‘It’s like we’re coming out of the ground for the third time!’
This was the recent quote from the temporary works coordinator on Domis and Salboy’s brilliant Viadux scheme.
He had underestimated the chill on a sunny spring day, shivering as we stood 17m above true ground level of Great Bridgewater Street.
I could see what he meant though. Once the transfer deck of the tower is poured, the construction of the 40-storey residential tower becomes very ‘ordinary’.
A development that’s anything but ordinary
‘Ordinary’ is a word seldom used on the Viadux site. Feeding the core and columns of a 40-storey tower through 150-year-old, grade 2 listed railway arches is not an ‘ordinary’ project. It has meant piling, excavating and pouring pile caps of up to a depth of 3.6m, all without disturbing the listed masonry or the adjacent electrical substation… and this was just to get out of the ground for the first time.
The team then had to get the columns and the core through the brick viaducts. This was achieved by forming concrete ‘ring beams’, or ‘picture frames’, with some well-thought-through temporary works and a few diamond drill bits. A little bit of thinking outside of our ‘brick box’ allowed us to get out of the ‘ground’ again. Only this time we found ourselves in the live working service yard of Manchester Central Conference Centre.
From complexity comes simplicity
Whilst the first two occasions were very literal examples of bringing gleaming concrete out of the earth, the final time this exceptionally ambitious structure gets to come ‘out of the ground’ is more figurative. That is, once the transfer slab is formed, the complexity and risk associated with the site constraints (the listed arches, working service yard, party wall commitments to name a few) become significantly easier to manage.
The transfer structure at level 2 of the proposed tower comprises a grillage of 1.75m deep reinforced concrete (RC) transfer beams and slabs.
The structural system allows the loads of the columns, shear walls and part of the main core to be transferred out to bifurcating (y-shaped) columns below. In effect, we’re funnelling the loads into a 11mx6.8m column grid to minimise the number of openings and interventions to the brick arches. This means we needed fewer columns where the skyscraper met the second ‘ground’. The building core is also reduced in size with this approach, so the ‘picture frame’ needed to form the opening within the arches was of a realistic size and structural scale.

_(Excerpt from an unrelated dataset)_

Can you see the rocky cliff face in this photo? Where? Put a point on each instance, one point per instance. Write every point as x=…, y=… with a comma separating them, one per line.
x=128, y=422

Concrete is like chocolate… kind of…
The use of the ‘y’ column was very deliberate and considered because the shape ensures much more of the load acts in compression (pushing/squashing), which reinforced concrete (grade C60/75 in this case) is very good at resisting. This is in distinction to a method that induces bending or torsion (twisting). When you break off a piece of chocolate, we instinctively know to bend it to break it.
Concrete is like chocolate in that sense.
Further, the transfer slab also allows the building to be cantilevered circa 3.5m at the ends to avoid the existing viaducts bridge abutments below. That translates to, more living space in the sky and more of the beautiful brick heritage retained below.
A tabletop fit for a skyscraper
The level 2 beam and bifurcating columns do another important job. Below the second floor, the lateral stability of the building is provided by the reduced core and the bi-furcating columns and transfer beams forming ‘moment’ or ‘goal-post’ frames. These mega columns form mega goal posts, or in simpler terms, a super-stiff table to build our tower on top of.
This optimised transfer structure solution we developed resulted in a circa 450m3 reduction (30%) in concrete use and a 100-tonne reduction in the amount of reinforcement (28%) when compared to an alternative scheme that adopted simpler vertical columns with the transfer beams having to span further.
Working in sync with Manchester Central
It’s not all about design, however. Domis and Mayo Civils have built the transfer beams whilst maintaining the live operation of Manchester Central’s service yard. The project team have developed a (CAT3 checked) temporary works scheme to transfer the weight of the wet concrete to the existing masonry piers until it’s strong enough to stand on its own 11, Y-shaped feet.